Of the GPS units the Garmin 64s and the Oregon 650 were the most fully featured. They receive signals from both the GPS and GLONASS satellites which means you’ll pick up a signal extremely quickly and accurately. The 64s navigated me to within a meter of a geocache on Mam Tor, which gives me great faith in the Unit.
Even the more basic models Garmin do (the eTrex 10, 20 and 30) gave us a fast, accurate reading and are an excellent aid to navigation. We found the small screen size restrictive, so we were still referring to maps fairly often, but they are excellent for instant verification of your position. Even if you don’t like referring to a GPS constantly just leave them recording your walk in your bag so you can pull up your “Trip Computer” at the end of your day to see your distance, speed, elevation gained and lost and much, much more.

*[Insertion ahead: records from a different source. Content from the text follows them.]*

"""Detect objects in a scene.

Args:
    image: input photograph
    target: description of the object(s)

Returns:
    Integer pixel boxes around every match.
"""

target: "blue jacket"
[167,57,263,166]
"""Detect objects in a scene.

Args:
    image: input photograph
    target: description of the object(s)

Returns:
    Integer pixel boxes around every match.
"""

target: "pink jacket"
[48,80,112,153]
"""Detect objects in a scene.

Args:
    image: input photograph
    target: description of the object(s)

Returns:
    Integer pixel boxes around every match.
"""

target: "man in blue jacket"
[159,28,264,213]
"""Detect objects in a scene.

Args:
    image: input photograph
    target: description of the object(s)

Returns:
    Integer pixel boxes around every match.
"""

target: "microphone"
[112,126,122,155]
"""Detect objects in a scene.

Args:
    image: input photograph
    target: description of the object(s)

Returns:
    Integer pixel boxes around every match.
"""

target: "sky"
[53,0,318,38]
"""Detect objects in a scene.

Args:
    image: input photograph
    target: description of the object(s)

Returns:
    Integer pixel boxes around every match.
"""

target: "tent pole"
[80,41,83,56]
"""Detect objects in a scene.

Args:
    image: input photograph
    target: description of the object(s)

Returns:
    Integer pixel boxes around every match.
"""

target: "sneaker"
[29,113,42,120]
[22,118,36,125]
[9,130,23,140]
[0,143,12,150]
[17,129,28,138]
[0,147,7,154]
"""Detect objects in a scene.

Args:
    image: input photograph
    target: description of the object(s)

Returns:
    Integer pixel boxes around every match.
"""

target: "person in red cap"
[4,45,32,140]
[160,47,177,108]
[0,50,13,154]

The Fenix 2 watch deserves a mention. It is the GPS watch that does everything! It will navigate you to your destination, predict the weather, analyse your workout and even display your smartphone notifications when synced with your phone over wifi – so leave the phone safely in your bag knowing you won’t miss an urgent message.
I was really pleased to have hands-on time with GoPro and Powertraveller products. The GoPro Hero 3+ Black is unbeatable for image quality and the features available – it does everything we could think of! The only downside is the battery life – at 1.5hours filming at its full resolution of 4K (or 2.5hrs at 1080p) you’ll need a spare battery (£19.99) or one of Powertraveller’s famous devices to keep filming for anything more than a half-day session. GoPro’s app to give you live-streaming to your phone or tablet is very user-friendly and their free editing software (GoPro Studio) is easy to get to grips with.
Powertraveller brought along a huge array of products for us to look at. For the image conscious there is the sleek and shiny Discoverer, for the casual adventurer the aptly named Adventurer does the perfect job. For longer trips the Extreme has a huge battery and a large solar panel and if you’re contemplating crossing the Antartic anytime soon the Powertraveller Expedition will keep you going – it can be charged with a solar panel, it’s wind turbine or a hand crank and is completely and utterly waterproof.
Kit I am going to get then: Suunto Vector, GoPro Hero3+ Black and the Powertraveller Extreme. As for GPS – I’m not sure we’re ready to deck the Unit out with GPS handsets yet but it will be the eTrex 10 or 20 when we do.
Thanks to Garmin, Suunto, GoPro and Powertraveller for really enjoyable and informative three days in a beautiful part of the country.